U.S. farm group would support supply management in NAFTA

Agriculture amounts to a small part of NAFTA trade volume but it is a major sticking point for U.S. and Canadian negotiators who are scheduled to resume negotiations on the new NAFTA on Wednesday. The second-largest U.S. farm group said the White House ought to adopt the dairy supply management system that it reportedly is trying to eliminate in Canada and reinstate country-of-origin labeling on beef.

Canada is unlikely to yield on supply management, which has broad domestic political support, wrote associate professor Michael von Massow of the University of Guelph. “If a concession is made, it is likely to be in increased access. Canada had already provided an increase in access in the TPP negotiations. This would seem to be an area of potential concession that would provide Trump with a ‘win’ for farmers and allow the Canadians to sustain their domestic program. It would not be without pain for the Canadian industry, but may be the path to an agreement.” President Trump withdrew the United States from the Trans-Pacific Partnership trade pact within days of taking office.

Trump announced agreement with Mexico on a binational trade agreement last week and notified Congress on Friday “of my intention to enter into a trade agreement with Mexico — and with Canada if it is willing, in a timely manner, to meet the high standards for free, fair, and reciprocal trade contained therein.” He threatened over the weekend to leave Canada out of the potential trilateral agreement and to terminate NAFTA altogether.

The National Farmers Union, after blaming NAFTA for favoring corporations, called for updates that would strengthen the rural economy. “However, improvements on behalf of American farmers and ranchers should not occur at the expense of farmers across the border,” said the NFU. “Indeed, the United States should take a page from Canada’s book and establish similar (supply management) policies to support American dairy farmers, who have been enduring chronic oversupply and critically low prices for a number of years.”

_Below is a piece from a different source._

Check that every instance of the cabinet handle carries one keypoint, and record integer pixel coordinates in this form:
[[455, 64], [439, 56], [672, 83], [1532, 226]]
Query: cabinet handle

Supply management and meat-origin labels have little currency among the free-market mindset of U.S. trade negotiators but they are popular causes among farm activists worried about the thin profit margins of modern agriculture. Congress repealed COOL for beef and pork in last 2015 after the WTO ruled the labels were a trade barrier in disguise against Canada and Mexico. Trump’s “America First” ideology inspired hope for a revival of COOL.